Washington Post wins four Pulitzers

2010-04-12 22:16

New York - The Washington Post on Monday won four Pulitzer Prizes, and The New York Times won two of the awards, the most prestigious in US journalism.

The Post won for international reporting, feature writing, commentary and criticism. The Times won for national reporting and explanatory reporting.

The Pulitzers are given out annually by Columbia University on the recommendation of a board of distinguished journalists and others. Each award carries a $10 000 prize except for the public service award, which is a gold medal.

ProPublica, a non-profit investigative-journalism service, won one of two Pulitzers awarded for investigative reporting for a story on the life-and-death decisions made by doctors at a New Orleans hospital during Hurricane Katrina. The story was a collaboration with The New York Times Magazine.

The other prize for investigative reporting went to the Philadelphia Daily News for exposing a rogue police narcotics squad.

Breaking news

The Seattle Times staff was honoured in the breaking news category for its coverage of the shooting deaths of four police officers in a coffee shop.
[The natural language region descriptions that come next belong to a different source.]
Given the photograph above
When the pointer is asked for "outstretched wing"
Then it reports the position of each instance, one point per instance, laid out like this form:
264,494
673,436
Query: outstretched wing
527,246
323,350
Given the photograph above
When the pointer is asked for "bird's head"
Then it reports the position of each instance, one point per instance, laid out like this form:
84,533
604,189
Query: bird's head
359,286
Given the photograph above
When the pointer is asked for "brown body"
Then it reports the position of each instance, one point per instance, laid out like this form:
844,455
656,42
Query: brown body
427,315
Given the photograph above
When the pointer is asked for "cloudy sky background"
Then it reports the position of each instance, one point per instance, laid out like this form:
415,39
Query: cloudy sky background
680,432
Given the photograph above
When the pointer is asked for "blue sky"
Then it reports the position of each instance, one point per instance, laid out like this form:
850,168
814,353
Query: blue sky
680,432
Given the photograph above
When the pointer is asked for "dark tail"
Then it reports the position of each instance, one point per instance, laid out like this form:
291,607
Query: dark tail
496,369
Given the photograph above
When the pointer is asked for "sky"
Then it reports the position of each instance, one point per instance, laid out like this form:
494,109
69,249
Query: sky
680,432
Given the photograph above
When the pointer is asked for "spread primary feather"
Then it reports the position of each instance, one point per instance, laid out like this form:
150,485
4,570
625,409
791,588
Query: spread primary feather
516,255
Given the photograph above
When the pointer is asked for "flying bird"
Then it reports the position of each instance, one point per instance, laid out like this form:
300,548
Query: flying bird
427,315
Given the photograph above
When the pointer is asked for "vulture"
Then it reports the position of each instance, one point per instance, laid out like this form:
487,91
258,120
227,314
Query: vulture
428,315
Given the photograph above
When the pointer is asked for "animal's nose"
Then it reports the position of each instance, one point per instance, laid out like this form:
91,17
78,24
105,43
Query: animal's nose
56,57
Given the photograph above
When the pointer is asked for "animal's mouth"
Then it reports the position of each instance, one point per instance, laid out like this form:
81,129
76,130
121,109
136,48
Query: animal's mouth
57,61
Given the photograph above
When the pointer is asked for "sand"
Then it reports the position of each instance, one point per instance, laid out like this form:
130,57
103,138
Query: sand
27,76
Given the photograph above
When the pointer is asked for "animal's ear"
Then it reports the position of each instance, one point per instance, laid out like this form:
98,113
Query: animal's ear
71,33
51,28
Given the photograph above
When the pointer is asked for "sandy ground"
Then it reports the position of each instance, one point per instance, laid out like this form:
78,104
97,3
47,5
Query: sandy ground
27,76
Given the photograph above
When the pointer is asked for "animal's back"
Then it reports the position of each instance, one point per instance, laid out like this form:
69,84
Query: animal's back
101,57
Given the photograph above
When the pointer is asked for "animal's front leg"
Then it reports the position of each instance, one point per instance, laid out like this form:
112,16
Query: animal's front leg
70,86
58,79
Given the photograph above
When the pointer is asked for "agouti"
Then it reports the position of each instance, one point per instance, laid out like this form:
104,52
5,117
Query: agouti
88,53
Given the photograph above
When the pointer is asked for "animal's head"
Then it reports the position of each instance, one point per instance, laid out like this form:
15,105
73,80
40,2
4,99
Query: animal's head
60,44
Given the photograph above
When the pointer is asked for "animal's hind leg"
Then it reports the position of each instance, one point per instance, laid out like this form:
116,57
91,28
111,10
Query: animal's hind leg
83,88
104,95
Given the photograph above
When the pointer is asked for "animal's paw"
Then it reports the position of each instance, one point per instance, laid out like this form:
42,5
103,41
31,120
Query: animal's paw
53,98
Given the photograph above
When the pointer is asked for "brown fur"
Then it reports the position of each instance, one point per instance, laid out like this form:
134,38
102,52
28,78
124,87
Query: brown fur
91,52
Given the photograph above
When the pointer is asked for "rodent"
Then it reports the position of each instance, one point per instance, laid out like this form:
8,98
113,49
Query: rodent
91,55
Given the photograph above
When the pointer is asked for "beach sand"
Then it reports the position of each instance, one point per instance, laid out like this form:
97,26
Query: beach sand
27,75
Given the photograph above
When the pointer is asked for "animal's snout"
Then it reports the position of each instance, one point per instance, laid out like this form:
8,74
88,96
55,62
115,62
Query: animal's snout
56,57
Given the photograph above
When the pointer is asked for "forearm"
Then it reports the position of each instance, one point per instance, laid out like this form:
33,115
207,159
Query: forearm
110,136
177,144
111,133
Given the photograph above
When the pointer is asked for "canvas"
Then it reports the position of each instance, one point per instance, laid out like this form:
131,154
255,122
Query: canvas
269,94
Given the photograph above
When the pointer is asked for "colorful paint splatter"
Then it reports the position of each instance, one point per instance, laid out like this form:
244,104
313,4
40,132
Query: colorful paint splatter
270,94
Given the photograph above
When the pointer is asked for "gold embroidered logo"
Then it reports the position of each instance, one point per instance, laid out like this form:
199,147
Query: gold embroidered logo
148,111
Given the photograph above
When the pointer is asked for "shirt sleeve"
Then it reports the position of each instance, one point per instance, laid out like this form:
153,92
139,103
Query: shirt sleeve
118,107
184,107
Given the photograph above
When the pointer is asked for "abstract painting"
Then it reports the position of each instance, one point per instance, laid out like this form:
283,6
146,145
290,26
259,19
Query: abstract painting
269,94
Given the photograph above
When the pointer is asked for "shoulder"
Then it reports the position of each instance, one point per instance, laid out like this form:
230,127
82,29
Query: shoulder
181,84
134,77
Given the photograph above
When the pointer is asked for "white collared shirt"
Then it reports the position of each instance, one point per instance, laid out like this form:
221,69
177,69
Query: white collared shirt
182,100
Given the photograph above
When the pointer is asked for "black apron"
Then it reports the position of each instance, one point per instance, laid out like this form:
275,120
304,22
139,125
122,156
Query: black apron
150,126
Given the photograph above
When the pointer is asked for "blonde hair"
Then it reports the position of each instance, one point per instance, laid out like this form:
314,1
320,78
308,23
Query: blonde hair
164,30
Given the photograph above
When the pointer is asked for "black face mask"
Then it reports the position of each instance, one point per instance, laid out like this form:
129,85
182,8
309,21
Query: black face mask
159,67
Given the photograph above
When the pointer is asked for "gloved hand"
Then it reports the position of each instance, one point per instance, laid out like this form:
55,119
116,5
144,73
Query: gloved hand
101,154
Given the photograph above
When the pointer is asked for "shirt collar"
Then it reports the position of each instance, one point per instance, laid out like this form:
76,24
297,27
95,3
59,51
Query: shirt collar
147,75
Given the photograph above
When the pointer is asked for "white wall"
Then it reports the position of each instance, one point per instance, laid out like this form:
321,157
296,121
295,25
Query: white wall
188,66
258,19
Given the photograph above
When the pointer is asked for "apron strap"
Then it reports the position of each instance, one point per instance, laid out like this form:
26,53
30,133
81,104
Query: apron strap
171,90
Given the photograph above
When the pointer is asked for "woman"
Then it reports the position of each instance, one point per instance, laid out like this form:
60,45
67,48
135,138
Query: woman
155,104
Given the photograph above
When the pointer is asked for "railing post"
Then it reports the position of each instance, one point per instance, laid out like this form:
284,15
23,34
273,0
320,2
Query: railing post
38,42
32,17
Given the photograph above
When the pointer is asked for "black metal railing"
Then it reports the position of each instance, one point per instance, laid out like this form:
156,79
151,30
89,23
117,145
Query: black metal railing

The Pulitzer for local reporting went to the Milwaukee Journal Sentinel for a series of stories on fraud and abuse in a child-care program for poor working parents.

The Herald Courier of Bristol, Virginia, won the Pulitzer Prize for public service on Monday for reporting on the mismanagement of natural gas royalties owed to thousands of landowners in Virginia. Daniel Gilbert's reporting on natural gas royalties led lawmakers to take corrective action.

The Dallas Morning News won for editorial writing.

Mark Fiore, whose animated cartoons appear on the San Francisco Chronicle Web site,, was honoured for editorial cartooning.


The Des Moines Register won for breaking-news photography for capturing a rescuer trying to save a woman trapped beneath a dam, and the Denver Post was honoured for feature photography for a portrait of a teenager who joined the army at the height of insurgent violence in Iraq.

The Washington Post's award for international reporting went to Anthony Shadid for what the Pulitzer board called "his rich, beautifully written series" on Iraq as the US military gets ready to withdraw. The newspaper's Gene Weingarten won in feature writing for a piece on parents who accidentally kill their children by leaving them in cars.

The Post also won in commentary for Kathleen Parker's witty columns on political and moral issues, and in criticism, for Sarah Kaufman's writing on dance.

The New York Times won for national reporting for a series of stories in print and online on distracted driving, and for explanatory reporting for exposing defects in federal food-safety regulations.